You think your first mission is to sell your product or to lead your potential customer to make a buying decision, based on your logical arguments? Think again. The customer who decides to listen to you is hoping to believe one thing: you should be able to handle his problem or challenge better than anybody else! You might not realize it fully, but your role and responsibility are vital - no matter the customer's attitude or manners toward you. In periods of crisis and uncertainty, the customer is craving for a relationship of care, trust and dedication.

Do you know what people instantly respond to, especially in our uncertain times? Your willingness to help, your desire to understand! Rest assured: you don't need to transform yourself into a psycho-analyst; you just need to put more attention on what he is telling you and much less on what you want to say.

There are a lot of wrong opinions about the wonderful passion that selling is. If you look at the old definition of the word, you will realize that it had originally ONE meaning: to help. Then about 1,000 B.C. that definition was modified and its new meaning became "to cheat" or to betray.
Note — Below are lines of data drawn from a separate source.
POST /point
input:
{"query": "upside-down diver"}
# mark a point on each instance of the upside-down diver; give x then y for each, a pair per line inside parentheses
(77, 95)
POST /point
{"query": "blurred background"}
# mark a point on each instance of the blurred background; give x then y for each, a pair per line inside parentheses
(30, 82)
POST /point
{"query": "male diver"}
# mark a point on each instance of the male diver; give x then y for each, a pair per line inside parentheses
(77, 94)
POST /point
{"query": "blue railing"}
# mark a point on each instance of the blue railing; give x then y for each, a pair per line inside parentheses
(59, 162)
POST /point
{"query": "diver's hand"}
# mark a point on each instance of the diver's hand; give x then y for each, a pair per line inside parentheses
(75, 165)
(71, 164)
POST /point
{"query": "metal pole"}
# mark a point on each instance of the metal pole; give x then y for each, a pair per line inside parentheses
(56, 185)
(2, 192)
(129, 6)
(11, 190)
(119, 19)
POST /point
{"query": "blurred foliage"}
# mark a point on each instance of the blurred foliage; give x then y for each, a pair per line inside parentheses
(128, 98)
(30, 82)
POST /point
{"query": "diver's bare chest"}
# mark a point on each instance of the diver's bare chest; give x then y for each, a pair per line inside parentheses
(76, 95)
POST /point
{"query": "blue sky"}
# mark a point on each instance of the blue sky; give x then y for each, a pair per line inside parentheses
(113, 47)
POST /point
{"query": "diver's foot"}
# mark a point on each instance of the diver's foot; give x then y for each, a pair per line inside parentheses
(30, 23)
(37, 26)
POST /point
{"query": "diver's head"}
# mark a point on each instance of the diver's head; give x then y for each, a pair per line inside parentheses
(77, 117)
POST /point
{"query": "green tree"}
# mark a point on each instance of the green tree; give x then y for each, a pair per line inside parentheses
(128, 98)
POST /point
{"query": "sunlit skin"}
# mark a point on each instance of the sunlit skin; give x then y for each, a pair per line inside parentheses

Nowadays is the perfect time to revive the original definition of selling.

My purpose in this article is to share with you the results of 20 years of observation, work and experience in the field of salesmanship. I had a chance to evaluate and train sales professionals in 27 countries. The areas of expertise of these people extended from computer systems to industrial equipment or consumer products to chiropractic medicine. Observing and working with these people led me to progressively detect the attitude and behaviors of those who were much more successful than others. I was very interested to find out if one could define a routine "pattern" or "technique" used by top sales people in their approach. What are these top professionals doing that others are not? What tricks or what magic are they using that makes the customer or patient want to buy from them?

My conclusion was that selling had nothing to do with "special techniques" or any magic. The fact that "one needs to be born a salesperson" in order to succeed also proved very wrong in my own observations and evaluations. What follows is just a snapshot of these observations. See how it can apply to you.

Selling does not start with your technical skills or your best arguments.

In today's market conditions the customer does not buy what he needs, he buys what he wants. Sure he needs a good reason to buy. You know one thing: he could find the same product or service in many other places. But why would he buy from you? Desire is much stronger than need in a marketplace where the power of choice becomes more and more your biggest barrier to a close: what you sell can always be found in another store or practice, and maybe cheaper.

So your challenge is to find out what can trigger an impulse or a strong, unbearable desire to make the buying decision IN YOUR FAVOR. Your success in selling your product or service depends on your ability to make the customer want to buy from you and not from a [cheaper] competitor.

The first thing he buys has nothing to do with quality or warranty or even price. First he buys TRUST. He buys confidence about your ability and desire to help him resolve a problem, some challenge or some desire. If he does not trust you and does not feel confident with what you say, he will go find what he is looking for elsewhere. Therefore the challenge is to demonstrate, early in the call, that you care more for him and for his sake (his health, his body condition, his comfort, his financial condition, etc.) than you care for his money. How do you show that you care? By showing your talent? No.

In today's market, your technical skills or your best argument is not your best weapon. It is your ability to be curious about your customer and find out "What do I want to know from this customer?" Once you work with that attitude, you will see a big change in your profession - as well as in your life.